# Relative motion - Cylinders rolling between two identical planks

Today i ran onto this simple problem, which seemed to be interesting to me. Given the illustration bellow, the problem is states as:

Two identical cylinders roll in between two identical planks. If the velocity of each cylinder is $\vec{v}$ and the velocity of the bottom plank is $\vec{u}$ ($|\vec{v}| > |\vec{u}|$), find the velocity the man standing on the top plank needs to obtain with respect to it[the top plank], for which he covers distance $s$ in $t$ seconds in the stationary reference frame ( observer's frame ). Will the velocity vector point right or left? ( $\vec{v}$ and $\vec{u}$ are both given with respect to the stationary reference frame ). All friction is to be neglected and the cylinders are assumed to be rotating without slipping. Let $\vec{v_m}$ be the sought velocity.

Interestingly, a naive approach would be to immediately write $$\vec{v_m} = \frac{\vec{s}}{t} - \vec{v}$$ since one might think that the velocity of the upper plank with respect to the stationary observer is$\vec{v}$.

However, after inspecting the problem more thoroughly, I've come to the following conclusion:

• The velocity of the upper plank comes solely from the rotation of the cylinders.
• Angular velocity of each of the cylinders is$\$ $\omega = \frac{v-u}{R}$

From here it seems that the velocity of the upper plank with respect to the stationary reference frame might be $$\vec{u}' =\vec{v} - \vec{u}$$

And the sought velocity is: $$\vec{v_m} = \frac{\vec{s}}{t} - \vec{u'}$$

Which seems to be ok intuitvely ( the greater the magnitude of $\vec{v}$, the smaller the relative speed of the man needs to be ). However, it's still bugging me and making me believe the motion of the bottom plank affects the motion of the upper plank ( other than in the elaborated way ). Is there something wrong with this reasoning?

Note: Although this is not a school problem, I'll tag it as homework because this seems the kind of a problem that would appear in homework problems.

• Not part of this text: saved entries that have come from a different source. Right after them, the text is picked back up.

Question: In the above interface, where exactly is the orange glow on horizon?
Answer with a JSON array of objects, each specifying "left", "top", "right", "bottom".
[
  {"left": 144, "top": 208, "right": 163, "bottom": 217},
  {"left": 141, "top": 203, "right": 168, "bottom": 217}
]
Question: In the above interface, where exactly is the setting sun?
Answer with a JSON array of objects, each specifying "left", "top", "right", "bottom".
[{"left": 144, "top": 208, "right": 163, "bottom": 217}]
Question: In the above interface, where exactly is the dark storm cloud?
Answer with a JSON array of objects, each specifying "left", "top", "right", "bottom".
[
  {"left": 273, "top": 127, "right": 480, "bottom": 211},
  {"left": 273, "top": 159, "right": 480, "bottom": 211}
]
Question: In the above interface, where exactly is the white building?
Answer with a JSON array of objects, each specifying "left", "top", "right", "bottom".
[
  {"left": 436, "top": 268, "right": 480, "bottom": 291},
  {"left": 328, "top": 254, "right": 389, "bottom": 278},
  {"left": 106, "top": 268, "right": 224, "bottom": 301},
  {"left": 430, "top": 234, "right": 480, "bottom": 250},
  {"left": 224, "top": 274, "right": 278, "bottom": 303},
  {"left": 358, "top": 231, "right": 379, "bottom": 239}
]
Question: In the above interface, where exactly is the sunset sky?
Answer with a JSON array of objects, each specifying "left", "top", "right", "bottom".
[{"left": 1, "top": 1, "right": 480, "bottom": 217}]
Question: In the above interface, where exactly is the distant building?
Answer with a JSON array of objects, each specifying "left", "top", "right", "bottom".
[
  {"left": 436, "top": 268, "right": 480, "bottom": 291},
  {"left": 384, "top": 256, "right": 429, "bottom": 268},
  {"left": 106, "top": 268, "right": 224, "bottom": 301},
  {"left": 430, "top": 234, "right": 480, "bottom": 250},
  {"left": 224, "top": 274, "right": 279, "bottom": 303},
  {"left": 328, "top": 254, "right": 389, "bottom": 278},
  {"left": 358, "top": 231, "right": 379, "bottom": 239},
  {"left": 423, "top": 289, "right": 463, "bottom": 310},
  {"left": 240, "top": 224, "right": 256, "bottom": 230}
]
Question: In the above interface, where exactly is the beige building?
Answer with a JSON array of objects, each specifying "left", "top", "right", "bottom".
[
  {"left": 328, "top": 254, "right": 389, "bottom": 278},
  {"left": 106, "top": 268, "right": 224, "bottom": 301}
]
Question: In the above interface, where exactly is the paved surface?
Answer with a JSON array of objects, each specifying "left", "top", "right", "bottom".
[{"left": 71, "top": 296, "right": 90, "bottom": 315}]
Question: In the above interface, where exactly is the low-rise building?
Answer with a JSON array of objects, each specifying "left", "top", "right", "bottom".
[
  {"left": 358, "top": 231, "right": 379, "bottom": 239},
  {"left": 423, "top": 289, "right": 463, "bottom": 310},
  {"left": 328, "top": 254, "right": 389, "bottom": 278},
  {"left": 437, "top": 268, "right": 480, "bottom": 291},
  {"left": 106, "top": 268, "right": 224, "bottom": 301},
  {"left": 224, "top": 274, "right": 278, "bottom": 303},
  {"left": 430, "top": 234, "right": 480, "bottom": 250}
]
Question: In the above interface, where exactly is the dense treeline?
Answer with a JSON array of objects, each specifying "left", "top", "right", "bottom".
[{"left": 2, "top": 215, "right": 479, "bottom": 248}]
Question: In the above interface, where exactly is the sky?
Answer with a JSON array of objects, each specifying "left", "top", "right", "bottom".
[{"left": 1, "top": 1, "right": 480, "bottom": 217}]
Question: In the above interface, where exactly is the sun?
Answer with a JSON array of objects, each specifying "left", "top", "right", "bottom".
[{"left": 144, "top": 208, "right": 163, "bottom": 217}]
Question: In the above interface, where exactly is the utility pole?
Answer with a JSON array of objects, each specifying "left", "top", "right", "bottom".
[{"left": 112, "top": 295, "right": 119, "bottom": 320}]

EDIT: By "stationary reference frame" I mean the frame on which the observer is standing ( e.g. Earth ), observing motion of the system"

## 1 Answer

When a cylinder is rolling, the relative velocity between its bottom and top is twice velocity of COM. In the given problem, if you take u=0, then you can see that the velocity of upper plank with respect to lower plank is 2v. Therefore, when the plank moves in the same direction as cylinder, its velocity gets added to this quantity giving you the velocity of upper plank with respect to stationary plane as 2v+u.

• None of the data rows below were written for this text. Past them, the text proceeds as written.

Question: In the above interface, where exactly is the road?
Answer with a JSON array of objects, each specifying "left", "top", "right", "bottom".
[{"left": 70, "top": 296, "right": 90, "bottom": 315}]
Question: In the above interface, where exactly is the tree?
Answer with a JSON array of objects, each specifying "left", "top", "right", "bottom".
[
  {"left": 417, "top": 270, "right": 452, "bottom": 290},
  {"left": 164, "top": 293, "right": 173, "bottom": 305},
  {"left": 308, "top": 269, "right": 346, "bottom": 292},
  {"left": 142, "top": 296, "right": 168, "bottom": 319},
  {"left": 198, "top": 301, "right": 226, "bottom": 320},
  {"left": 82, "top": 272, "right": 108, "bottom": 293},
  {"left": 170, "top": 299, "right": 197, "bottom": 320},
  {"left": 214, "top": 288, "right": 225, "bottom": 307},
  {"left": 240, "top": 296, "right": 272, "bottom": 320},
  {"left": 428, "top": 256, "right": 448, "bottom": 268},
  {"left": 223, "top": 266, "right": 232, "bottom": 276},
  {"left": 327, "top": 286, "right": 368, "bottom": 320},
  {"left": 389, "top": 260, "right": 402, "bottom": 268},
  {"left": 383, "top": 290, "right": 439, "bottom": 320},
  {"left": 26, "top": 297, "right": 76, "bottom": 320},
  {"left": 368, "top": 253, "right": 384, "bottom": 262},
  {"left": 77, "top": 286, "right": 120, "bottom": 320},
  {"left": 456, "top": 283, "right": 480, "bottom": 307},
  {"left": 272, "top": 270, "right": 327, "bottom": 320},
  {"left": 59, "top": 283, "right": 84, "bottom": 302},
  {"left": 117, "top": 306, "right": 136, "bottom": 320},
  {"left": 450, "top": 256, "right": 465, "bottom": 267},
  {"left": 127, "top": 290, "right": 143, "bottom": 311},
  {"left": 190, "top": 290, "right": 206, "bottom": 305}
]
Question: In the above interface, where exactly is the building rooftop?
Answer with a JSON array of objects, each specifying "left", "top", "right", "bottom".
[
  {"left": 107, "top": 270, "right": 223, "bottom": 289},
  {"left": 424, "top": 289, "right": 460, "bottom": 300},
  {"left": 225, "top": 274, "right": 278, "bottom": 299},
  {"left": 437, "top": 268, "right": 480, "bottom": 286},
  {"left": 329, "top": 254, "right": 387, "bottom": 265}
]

Now, this is the velocity of the man when he is standing still on the plank. For him to move s units in t seconds in the same direction as plank and cylinder , he needs a velocity of s/t in the same direction. So now you need to subtract the velocity of still man ( 2v+u) from s/t. This will give you the necessary velocity in the direction of motion of cylinder and planks. If it is positive, then the man needs to move faster in this direction as he is moving too slow and covering less than s units in t seconds . If it is negative, then he needs to run in the opposite direction as he is moving too fast and covering more than s units in t seconds.